To many extents, this just follows on (in a less wordy, theological way) from yesterday’s longer post. But sometimes getting a big picture does a different thing from seeing something up close. I remember standing on top of some of Europe’s tallest cliffs and thinking that really they weren’t anything amazing. Until I zoomed in with my camera on a large sea bird wheeling around in the air 100m below, and saw just how small it was.
A moment of realisation.
And that’s where travel experience can sometimes stir the imagination to greater degrees than the experience of simply reading Scripture and hearing God speak. To the person who has never seen snow or knows nothing of the concept, reading “your sins though red like scarlet shall be white as snow” probably doesn’t mean that much.
And so it is with desert wandering.

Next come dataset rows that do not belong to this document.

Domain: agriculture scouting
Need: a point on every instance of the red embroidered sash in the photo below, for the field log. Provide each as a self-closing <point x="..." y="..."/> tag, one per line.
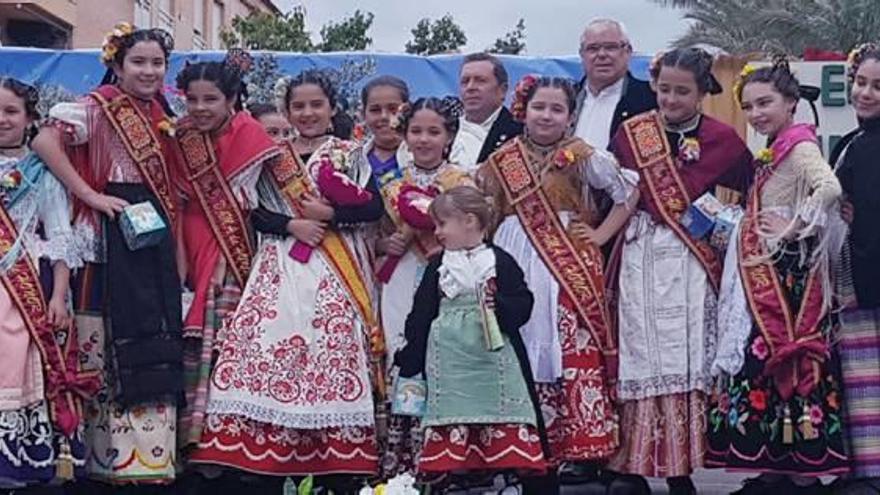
<point x="578" y="271"/>
<point x="215" y="196"/>
<point x="66" y="384"/>
<point x="136" y="132"/>
<point x="664" y="186"/>
<point x="797" y="346"/>
<point x="292" y="179"/>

If you’ve never been in a desert, it’s hard to fully appreciate how easy it is to “grumble like an Israelite” (see Numbers). Now I don’t think most of these things will radically alter anything we believe (I’m not sure anything extra-Biblical ever has, or will), but they may affect the depth of appreciation we have for God, His word and His world.
When you’ve spent a night in the desert in a pop-up tent, or walked a gruelling day without seeing anything but sand around you, or driven a day in a car that isn’t designed for desert driving and that is fast running out of petrol (so much so that you turn off the air conditioning, just to preserve fuel), then you can start to imagine what walking purposeless days on end must have been like for the Israelites.
Discipline for continually doubting God’s good purposes, even after He had rescued them from slavery in special ways. For 40 years they wandered the desert, until the next generation were prepared to accept that God might just have a future for them, as well as a past redemptive narrative.